Linda Erdreich, a senior managing scientist at Exponent, a global engineering and science consulting firm, disagreed. She appeared at the request of CTIA, the lobbying arm of the U.S. wireless industry. The group has long maintained that cellphone radiation has no impact on human health.
In her testimony, Erdreich said there is no scientific evidence to link cancer and cellphones. Under hard questioning by Sen. Arlen Specter, D-Pa., however, she declined to say that a link is impossible.

Wireless is a $4 trillion-a-year industry and growing rapidly. Currently, there are more than 4 billion wireless users worldwide. About 270 million are in the USA.

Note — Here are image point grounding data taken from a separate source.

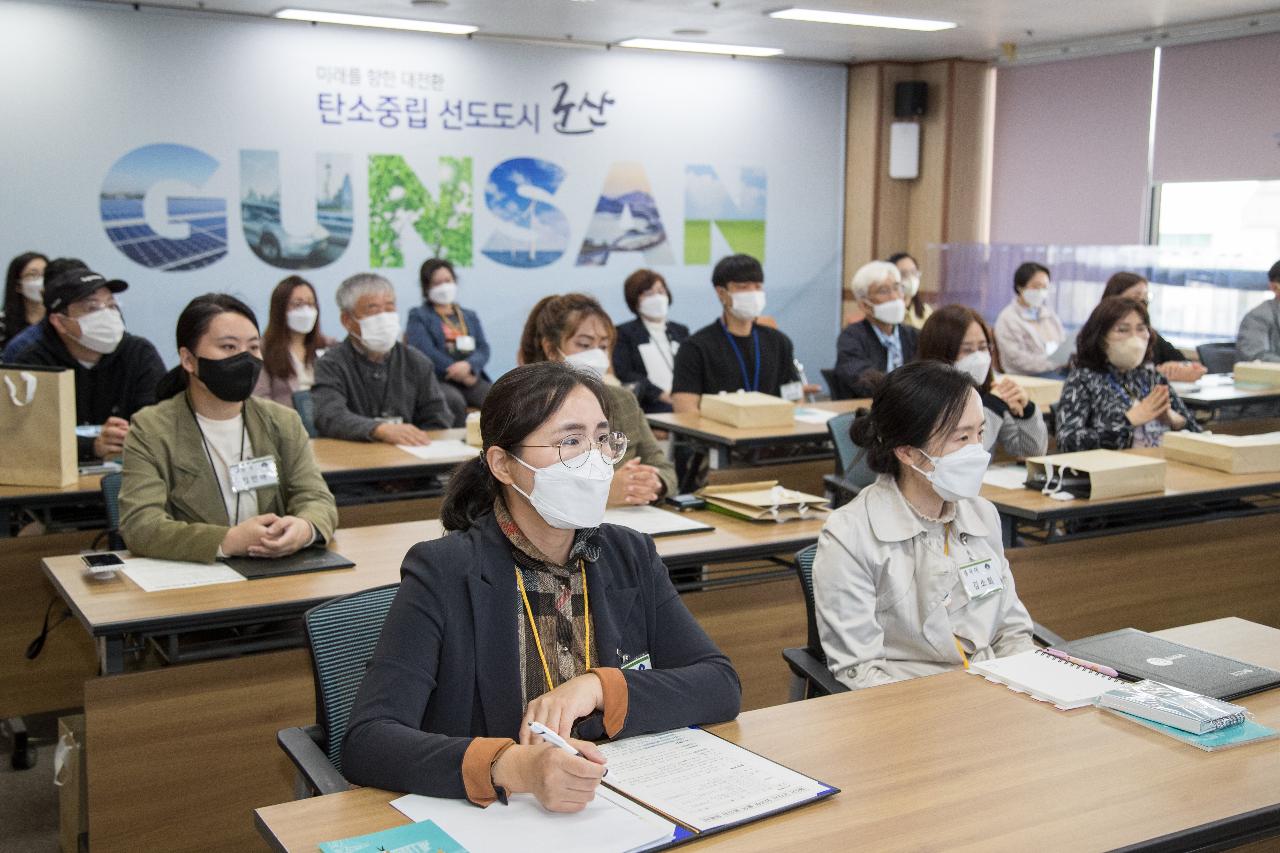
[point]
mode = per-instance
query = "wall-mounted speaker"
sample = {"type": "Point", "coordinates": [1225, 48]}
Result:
{"type": "Point", "coordinates": [910, 99]}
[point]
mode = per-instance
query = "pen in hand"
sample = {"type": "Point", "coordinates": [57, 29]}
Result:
{"type": "Point", "coordinates": [556, 740]}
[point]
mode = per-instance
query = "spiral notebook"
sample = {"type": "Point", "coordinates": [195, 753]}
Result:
{"type": "Point", "coordinates": [1046, 678]}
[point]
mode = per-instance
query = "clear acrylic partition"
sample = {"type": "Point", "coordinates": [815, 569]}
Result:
{"type": "Point", "coordinates": [1196, 295]}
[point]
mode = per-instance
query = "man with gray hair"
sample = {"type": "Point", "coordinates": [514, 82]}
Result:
{"type": "Point", "coordinates": [371, 387]}
{"type": "Point", "coordinates": [880, 342]}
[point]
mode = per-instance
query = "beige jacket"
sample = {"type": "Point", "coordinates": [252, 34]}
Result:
{"type": "Point", "coordinates": [890, 603]}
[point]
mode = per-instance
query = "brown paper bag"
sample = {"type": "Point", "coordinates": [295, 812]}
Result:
{"type": "Point", "coordinates": [1096, 474]}
{"type": "Point", "coordinates": [763, 501]}
{"type": "Point", "coordinates": [37, 420]}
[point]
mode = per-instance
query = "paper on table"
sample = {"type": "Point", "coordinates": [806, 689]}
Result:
{"type": "Point", "coordinates": [1006, 477]}
{"type": "Point", "coordinates": [154, 575]}
{"type": "Point", "coordinates": [703, 780]}
{"type": "Point", "coordinates": [442, 450]}
{"type": "Point", "coordinates": [807, 415]}
{"type": "Point", "coordinates": [608, 824]}
{"type": "Point", "coordinates": [652, 520]}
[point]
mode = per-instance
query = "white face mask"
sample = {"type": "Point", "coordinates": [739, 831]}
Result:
{"type": "Point", "coordinates": [443, 293]}
{"type": "Point", "coordinates": [570, 498]}
{"type": "Point", "coordinates": [379, 332]}
{"type": "Point", "coordinates": [101, 331]}
{"type": "Point", "coordinates": [892, 311]}
{"type": "Point", "coordinates": [976, 365]}
{"type": "Point", "coordinates": [654, 306]}
{"type": "Point", "coordinates": [302, 319]}
{"type": "Point", "coordinates": [33, 288]}
{"type": "Point", "coordinates": [1128, 352]}
{"type": "Point", "coordinates": [959, 474]}
{"type": "Point", "coordinates": [746, 305]}
{"type": "Point", "coordinates": [595, 360]}
{"type": "Point", "coordinates": [1036, 296]}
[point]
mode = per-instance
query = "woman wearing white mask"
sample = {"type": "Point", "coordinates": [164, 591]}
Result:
{"type": "Point", "coordinates": [644, 357]}
{"type": "Point", "coordinates": [575, 329]}
{"type": "Point", "coordinates": [917, 309]}
{"type": "Point", "coordinates": [23, 295]}
{"type": "Point", "coordinates": [910, 576]}
{"type": "Point", "coordinates": [598, 643]}
{"type": "Point", "coordinates": [292, 341]}
{"type": "Point", "coordinates": [958, 336]}
{"type": "Point", "coordinates": [880, 342]}
{"type": "Point", "coordinates": [452, 337]}
{"type": "Point", "coordinates": [1027, 329]}
{"type": "Point", "coordinates": [1114, 398]}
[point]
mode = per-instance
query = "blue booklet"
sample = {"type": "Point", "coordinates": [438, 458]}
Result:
{"type": "Point", "coordinates": [424, 836]}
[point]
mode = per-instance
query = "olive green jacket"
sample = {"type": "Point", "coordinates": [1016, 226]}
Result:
{"type": "Point", "coordinates": [625, 416]}
{"type": "Point", "coordinates": [170, 506]}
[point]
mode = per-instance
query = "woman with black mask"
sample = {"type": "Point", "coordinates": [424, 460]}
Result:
{"type": "Point", "coordinates": [211, 471]}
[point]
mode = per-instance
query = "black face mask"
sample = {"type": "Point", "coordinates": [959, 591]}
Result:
{"type": "Point", "coordinates": [231, 379]}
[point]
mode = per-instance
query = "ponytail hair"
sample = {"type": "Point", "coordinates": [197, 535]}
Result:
{"type": "Point", "coordinates": [192, 324]}
{"type": "Point", "coordinates": [520, 402]}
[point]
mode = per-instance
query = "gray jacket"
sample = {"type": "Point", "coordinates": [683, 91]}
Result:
{"type": "Point", "coordinates": [1258, 338]}
{"type": "Point", "coordinates": [352, 395]}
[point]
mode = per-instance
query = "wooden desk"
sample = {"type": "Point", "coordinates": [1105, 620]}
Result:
{"type": "Point", "coordinates": [723, 439]}
{"type": "Point", "coordinates": [1187, 487]}
{"type": "Point", "coordinates": [952, 761]}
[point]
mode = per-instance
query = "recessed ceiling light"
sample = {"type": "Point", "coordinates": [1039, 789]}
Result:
{"type": "Point", "coordinates": [856, 19]}
{"type": "Point", "coordinates": [374, 21]}
{"type": "Point", "coordinates": [699, 48]}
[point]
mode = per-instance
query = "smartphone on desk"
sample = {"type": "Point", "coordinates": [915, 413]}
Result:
{"type": "Point", "coordinates": [101, 566]}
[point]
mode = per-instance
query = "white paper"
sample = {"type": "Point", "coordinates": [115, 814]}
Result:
{"type": "Point", "coordinates": [703, 780]}
{"type": "Point", "coordinates": [813, 415]}
{"type": "Point", "coordinates": [442, 450]}
{"type": "Point", "coordinates": [609, 824]}
{"type": "Point", "coordinates": [154, 575]}
{"type": "Point", "coordinates": [652, 520]}
{"type": "Point", "coordinates": [656, 365]}
{"type": "Point", "coordinates": [1006, 477]}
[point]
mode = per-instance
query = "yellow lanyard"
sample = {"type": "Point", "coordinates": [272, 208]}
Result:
{"type": "Point", "coordinates": [533, 624]}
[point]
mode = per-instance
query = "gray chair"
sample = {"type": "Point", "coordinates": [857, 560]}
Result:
{"type": "Point", "coordinates": [306, 409]}
{"type": "Point", "coordinates": [1219, 357]}
{"type": "Point", "coordinates": [342, 635]}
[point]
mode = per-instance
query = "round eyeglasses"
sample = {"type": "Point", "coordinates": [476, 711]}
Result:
{"type": "Point", "coordinates": [574, 448]}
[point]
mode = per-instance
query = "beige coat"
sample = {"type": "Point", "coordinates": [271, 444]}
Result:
{"type": "Point", "coordinates": [890, 605]}
{"type": "Point", "coordinates": [170, 506]}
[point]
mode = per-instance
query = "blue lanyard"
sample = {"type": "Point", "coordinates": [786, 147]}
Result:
{"type": "Point", "coordinates": [741, 361]}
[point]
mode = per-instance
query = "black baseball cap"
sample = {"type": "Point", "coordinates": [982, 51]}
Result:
{"type": "Point", "coordinates": [76, 284]}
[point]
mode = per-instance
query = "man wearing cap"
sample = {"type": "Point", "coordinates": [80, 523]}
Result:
{"type": "Point", "coordinates": [115, 372]}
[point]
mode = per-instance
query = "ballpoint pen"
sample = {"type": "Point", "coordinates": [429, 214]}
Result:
{"type": "Point", "coordinates": [1088, 665]}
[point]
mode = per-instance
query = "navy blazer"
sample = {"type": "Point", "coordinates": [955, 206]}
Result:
{"type": "Point", "coordinates": [858, 351]}
{"type": "Point", "coordinates": [629, 366]}
{"type": "Point", "coordinates": [425, 332]}
{"type": "Point", "coordinates": [447, 667]}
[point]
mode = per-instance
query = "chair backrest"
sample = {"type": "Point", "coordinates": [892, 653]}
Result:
{"type": "Point", "coordinates": [306, 409]}
{"type": "Point", "coordinates": [804, 569]}
{"type": "Point", "coordinates": [110, 487]}
{"type": "Point", "coordinates": [1219, 357]}
{"type": "Point", "coordinates": [342, 635]}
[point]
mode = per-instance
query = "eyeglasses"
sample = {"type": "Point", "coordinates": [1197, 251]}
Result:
{"type": "Point", "coordinates": [574, 450]}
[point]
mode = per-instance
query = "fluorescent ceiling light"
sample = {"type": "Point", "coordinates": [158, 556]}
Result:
{"type": "Point", "coordinates": [699, 48]}
{"type": "Point", "coordinates": [855, 19]}
{"type": "Point", "coordinates": [374, 21]}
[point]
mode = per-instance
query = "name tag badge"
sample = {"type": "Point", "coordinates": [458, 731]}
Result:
{"type": "Point", "coordinates": [254, 474]}
{"type": "Point", "coordinates": [639, 662]}
{"type": "Point", "coordinates": [981, 578]}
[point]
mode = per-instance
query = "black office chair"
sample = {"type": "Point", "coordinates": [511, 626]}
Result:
{"type": "Point", "coordinates": [342, 635]}
{"type": "Point", "coordinates": [1219, 357]}
{"type": "Point", "coordinates": [306, 409]}
{"type": "Point", "coordinates": [809, 665]}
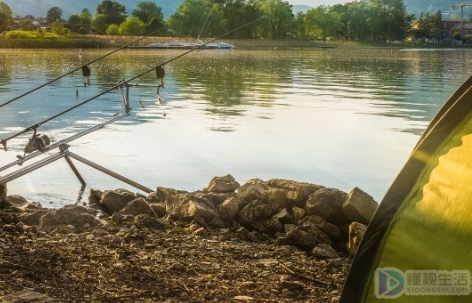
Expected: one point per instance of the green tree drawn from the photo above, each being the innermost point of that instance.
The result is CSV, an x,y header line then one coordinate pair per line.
x,y
237,13
435,26
323,22
360,24
86,20
132,26
57,27
113,30
108,12
342,10
279,21
190,18
54,14
26,25
6,17
390,20
299,29
151,14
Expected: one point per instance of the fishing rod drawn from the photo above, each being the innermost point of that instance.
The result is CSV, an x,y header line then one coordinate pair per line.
x,y
159,73
85,69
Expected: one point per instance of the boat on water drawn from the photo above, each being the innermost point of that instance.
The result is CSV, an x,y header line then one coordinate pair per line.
x,y
173,44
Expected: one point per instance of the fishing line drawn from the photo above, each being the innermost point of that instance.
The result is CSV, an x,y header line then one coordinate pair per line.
x,y
157,68
85,69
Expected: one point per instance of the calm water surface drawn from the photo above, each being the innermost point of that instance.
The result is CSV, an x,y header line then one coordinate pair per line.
x,y
335,117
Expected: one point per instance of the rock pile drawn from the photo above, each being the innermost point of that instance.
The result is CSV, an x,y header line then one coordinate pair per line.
x,y
271,241
312,217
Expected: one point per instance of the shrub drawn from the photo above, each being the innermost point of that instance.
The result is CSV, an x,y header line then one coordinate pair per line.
x,y
30,35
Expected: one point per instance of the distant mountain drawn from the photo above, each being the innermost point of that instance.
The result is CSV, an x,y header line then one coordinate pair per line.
x,y
39,8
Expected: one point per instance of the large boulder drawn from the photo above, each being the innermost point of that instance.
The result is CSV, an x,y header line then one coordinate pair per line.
x,y
3,194
223,184
256,210
161,194
33,218
326,203
115,200
250,192
229,209
188,206
329,229
138,206
305,237
277,197
325,251
359,206
16,201
296,192
267,226
356,233
76,216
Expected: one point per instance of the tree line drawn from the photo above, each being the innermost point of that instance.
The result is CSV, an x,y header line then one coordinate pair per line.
x,y
372,20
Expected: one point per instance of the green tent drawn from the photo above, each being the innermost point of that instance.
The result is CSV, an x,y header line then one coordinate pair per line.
x,y
418,246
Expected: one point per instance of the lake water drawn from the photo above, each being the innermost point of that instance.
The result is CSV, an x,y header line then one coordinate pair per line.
x,y
340,117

CTIA has consistently argued that radiation from cellphones has no impact on human health, and the group did so again Monday after the hearing. CTIA’s view is shared by the Federal Communications Commission, which sets cellphone radiation standards for the USA.

The problem: The FCC’s standards were set 17 years ago, when cellphones and usage patterns were much different, said Devra Lee Davis, a professor in the Department of Epidemiology of the Graduate School of Public Health, University of Pittsburgh.

The FCC’s standards are based on the effects of cellphone radiation on a “200-pound man with an 11-pound head” who talks for just six minutes a day, she told the committee.
Davis said more research is needed on long-term cellphone usage, with a special focus on children.